その次に考えたのはオウム以外のほかの事件のことでしたね。
殺人事件の犯人の家族や親族はいったいどういうことになっているのだろう?
もしかしたらオウムと同じようなことになっているのかもしれない。
それまでは考えることもなかったことを、オウムに関わりあったことで考えるようになりました。
少なくとも、自分にはその家族や親族を責める権利はないよなあ、と思ったりしましたね。
それでまた就職活動をしなければならなくなるわけですか、また履歴書を書くところで悩んでしまいました。

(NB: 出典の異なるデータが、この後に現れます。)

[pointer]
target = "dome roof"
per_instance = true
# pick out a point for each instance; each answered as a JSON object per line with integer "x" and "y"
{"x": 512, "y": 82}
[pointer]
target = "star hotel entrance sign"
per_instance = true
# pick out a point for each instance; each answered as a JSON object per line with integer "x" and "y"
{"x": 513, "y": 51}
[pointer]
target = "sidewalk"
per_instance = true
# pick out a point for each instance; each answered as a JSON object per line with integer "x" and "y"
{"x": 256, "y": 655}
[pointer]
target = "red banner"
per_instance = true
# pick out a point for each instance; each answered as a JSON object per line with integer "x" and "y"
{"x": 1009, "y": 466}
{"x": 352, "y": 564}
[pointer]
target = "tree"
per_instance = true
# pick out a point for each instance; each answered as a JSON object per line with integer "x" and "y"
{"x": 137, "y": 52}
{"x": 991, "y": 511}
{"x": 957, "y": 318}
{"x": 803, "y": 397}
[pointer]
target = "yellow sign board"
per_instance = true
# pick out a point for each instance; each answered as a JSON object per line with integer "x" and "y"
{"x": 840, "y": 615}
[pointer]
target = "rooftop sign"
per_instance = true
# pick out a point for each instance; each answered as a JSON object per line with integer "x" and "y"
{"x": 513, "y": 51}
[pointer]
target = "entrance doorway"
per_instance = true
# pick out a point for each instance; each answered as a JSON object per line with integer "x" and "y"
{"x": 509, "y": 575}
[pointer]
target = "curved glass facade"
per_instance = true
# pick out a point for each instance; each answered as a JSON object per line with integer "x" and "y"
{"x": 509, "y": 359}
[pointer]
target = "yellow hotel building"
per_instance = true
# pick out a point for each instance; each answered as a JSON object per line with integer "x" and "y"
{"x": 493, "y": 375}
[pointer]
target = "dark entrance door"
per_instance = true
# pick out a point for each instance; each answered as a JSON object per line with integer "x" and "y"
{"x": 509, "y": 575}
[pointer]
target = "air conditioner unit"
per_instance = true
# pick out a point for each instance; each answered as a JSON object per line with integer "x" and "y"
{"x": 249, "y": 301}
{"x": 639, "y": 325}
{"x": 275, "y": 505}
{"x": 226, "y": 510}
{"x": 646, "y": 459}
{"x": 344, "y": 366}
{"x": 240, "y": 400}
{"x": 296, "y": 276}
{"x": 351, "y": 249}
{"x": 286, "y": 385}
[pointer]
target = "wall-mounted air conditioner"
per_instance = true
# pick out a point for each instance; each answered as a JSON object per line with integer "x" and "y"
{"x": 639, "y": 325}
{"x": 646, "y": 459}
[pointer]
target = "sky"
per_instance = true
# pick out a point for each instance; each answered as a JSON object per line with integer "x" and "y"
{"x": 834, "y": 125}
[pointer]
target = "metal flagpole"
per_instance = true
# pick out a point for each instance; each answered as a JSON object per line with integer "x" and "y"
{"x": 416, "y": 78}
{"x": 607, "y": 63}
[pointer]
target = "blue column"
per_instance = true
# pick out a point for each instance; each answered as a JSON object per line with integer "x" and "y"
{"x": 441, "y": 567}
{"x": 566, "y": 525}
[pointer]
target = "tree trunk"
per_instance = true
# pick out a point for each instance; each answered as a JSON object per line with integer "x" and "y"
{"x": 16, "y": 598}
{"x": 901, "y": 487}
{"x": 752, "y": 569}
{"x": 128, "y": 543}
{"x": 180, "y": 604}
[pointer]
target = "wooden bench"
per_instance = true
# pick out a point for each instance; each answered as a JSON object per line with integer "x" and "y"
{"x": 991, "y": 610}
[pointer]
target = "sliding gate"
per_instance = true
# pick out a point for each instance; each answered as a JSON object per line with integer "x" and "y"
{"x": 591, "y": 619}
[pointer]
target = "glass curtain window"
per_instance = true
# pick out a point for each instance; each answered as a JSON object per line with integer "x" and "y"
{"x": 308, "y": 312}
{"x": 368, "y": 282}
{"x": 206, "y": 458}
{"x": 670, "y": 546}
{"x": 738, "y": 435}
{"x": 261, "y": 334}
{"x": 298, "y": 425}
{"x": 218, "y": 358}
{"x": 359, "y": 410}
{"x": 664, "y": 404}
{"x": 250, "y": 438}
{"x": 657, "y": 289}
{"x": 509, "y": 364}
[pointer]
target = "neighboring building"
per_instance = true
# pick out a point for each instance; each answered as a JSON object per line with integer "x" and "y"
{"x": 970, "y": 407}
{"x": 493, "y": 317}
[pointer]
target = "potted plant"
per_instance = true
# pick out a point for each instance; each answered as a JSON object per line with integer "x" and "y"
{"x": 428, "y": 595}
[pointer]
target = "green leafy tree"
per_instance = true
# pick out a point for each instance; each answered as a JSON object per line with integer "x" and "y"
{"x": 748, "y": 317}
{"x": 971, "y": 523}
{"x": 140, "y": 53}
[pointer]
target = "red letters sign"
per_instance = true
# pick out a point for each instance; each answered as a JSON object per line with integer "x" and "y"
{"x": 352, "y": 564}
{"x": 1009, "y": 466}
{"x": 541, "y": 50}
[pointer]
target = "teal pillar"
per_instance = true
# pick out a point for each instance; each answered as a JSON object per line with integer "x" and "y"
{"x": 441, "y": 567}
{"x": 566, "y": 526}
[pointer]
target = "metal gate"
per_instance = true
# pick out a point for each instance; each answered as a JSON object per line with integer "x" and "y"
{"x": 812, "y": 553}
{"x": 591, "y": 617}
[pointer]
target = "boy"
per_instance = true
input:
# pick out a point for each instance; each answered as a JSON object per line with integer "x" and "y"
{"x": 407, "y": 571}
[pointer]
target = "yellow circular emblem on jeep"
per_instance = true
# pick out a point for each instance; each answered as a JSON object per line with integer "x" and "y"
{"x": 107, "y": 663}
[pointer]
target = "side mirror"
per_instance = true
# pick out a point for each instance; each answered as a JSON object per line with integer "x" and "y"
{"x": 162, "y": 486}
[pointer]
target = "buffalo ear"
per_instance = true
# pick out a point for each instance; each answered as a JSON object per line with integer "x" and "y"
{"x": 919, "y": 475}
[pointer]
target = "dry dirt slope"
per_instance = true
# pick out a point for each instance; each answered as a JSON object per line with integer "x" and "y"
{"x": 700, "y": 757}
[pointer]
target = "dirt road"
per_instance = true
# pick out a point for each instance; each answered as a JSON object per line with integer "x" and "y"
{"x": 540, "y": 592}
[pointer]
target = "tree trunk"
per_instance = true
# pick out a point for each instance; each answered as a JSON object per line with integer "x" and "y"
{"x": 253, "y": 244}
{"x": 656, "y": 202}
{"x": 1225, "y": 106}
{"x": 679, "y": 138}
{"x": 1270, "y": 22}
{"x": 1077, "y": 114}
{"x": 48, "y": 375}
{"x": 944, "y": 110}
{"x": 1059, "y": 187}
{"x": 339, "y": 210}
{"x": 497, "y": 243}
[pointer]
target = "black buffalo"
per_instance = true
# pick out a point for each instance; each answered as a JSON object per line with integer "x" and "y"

正直にオウムに出家していたことを書けば採用されるはずがない。
だからと言って嘘を書くのはやはり心苦しい。
「善人なおもて往生をとぐかあ。」
とか意味不明のことを言いながらまた嘘の履歴書を書き上げてしまいました。
こうなってくるともはや自分には誰をも責める権利などないように思えてきましたね。
まあ、実際そうなんですけど。
誰をも責めないかあ。
とぼんやり考えていたら、「あれ?これってもしかして非暴力?」
という考えが浮かびました。
非暴力は本来は修行者にとって一番最初の実践課題のはず。
仏教においてもヨーガにおいてもこれなくして修行などありえないという土台。
なんだか色々あったけど、ようやく辿り着けたのかなという気がしました。